Application
This kit can be used for detection of ACP activity in serum (plasma), tissue, cells and other sample. This kit (100 Assays) can detect 96 samples.
Detection significance
Acid phosphatase (ACP) is a kind of enzyme which catalyzes the hydrolysis of phosphate monoester to phosphoric acid under acidic conditions. There are different acid phosphatase isozymes in different organs. These isozymes differ greatly in tissue and chromosome origin, molecular weight, amino acid homology, sequence length, and resistance to L-tartrate or fluoride.
Detection principle
Acid phosphatase decomposes disodium phenyl phosphate under acidic conditions to produce free phenol and phosphoric acid. Phenol acts with 4-aminoantipyrine in alkaline solution, and oxidizes to a derivative of red quinone by potassium ferricyanide. The activity of the ACP can be calculated by measuring the OD value at 520 nm.
Experimental instrument
Test tube, Micropipettor, Vortex mixer, 37℃ water bath, Spectrophotometer (520 nm)
Sample preparation
1. Serum/plasma: Detect the sample directly. If the concentration is beyond the linear range, please dilute the sample with normal saline before detection.

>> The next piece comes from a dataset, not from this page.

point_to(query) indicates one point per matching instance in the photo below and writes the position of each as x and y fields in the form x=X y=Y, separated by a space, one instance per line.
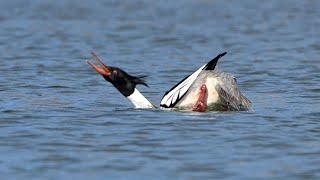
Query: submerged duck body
x=207 y=89
x=222 y=93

2. Tissue: Weigh 0.02-1.0 g tissue sample, rinse with distilled water and dry with filter paper, then weigh the tissue and add 9 times the volume of PBS (0.01 M, pH7~7.4) according to the ratio of Weight (g): Volume (mL) =1:9. Mechanical homogenate the sample in ice water bath. Centrifuge at 3100 g for 10 min, then take the supernatant and preserve it on ice for detection. Meanwhile, determine the protein concentration of supernatant (E-BC-K318, E-BC-K168, E-BC-K165).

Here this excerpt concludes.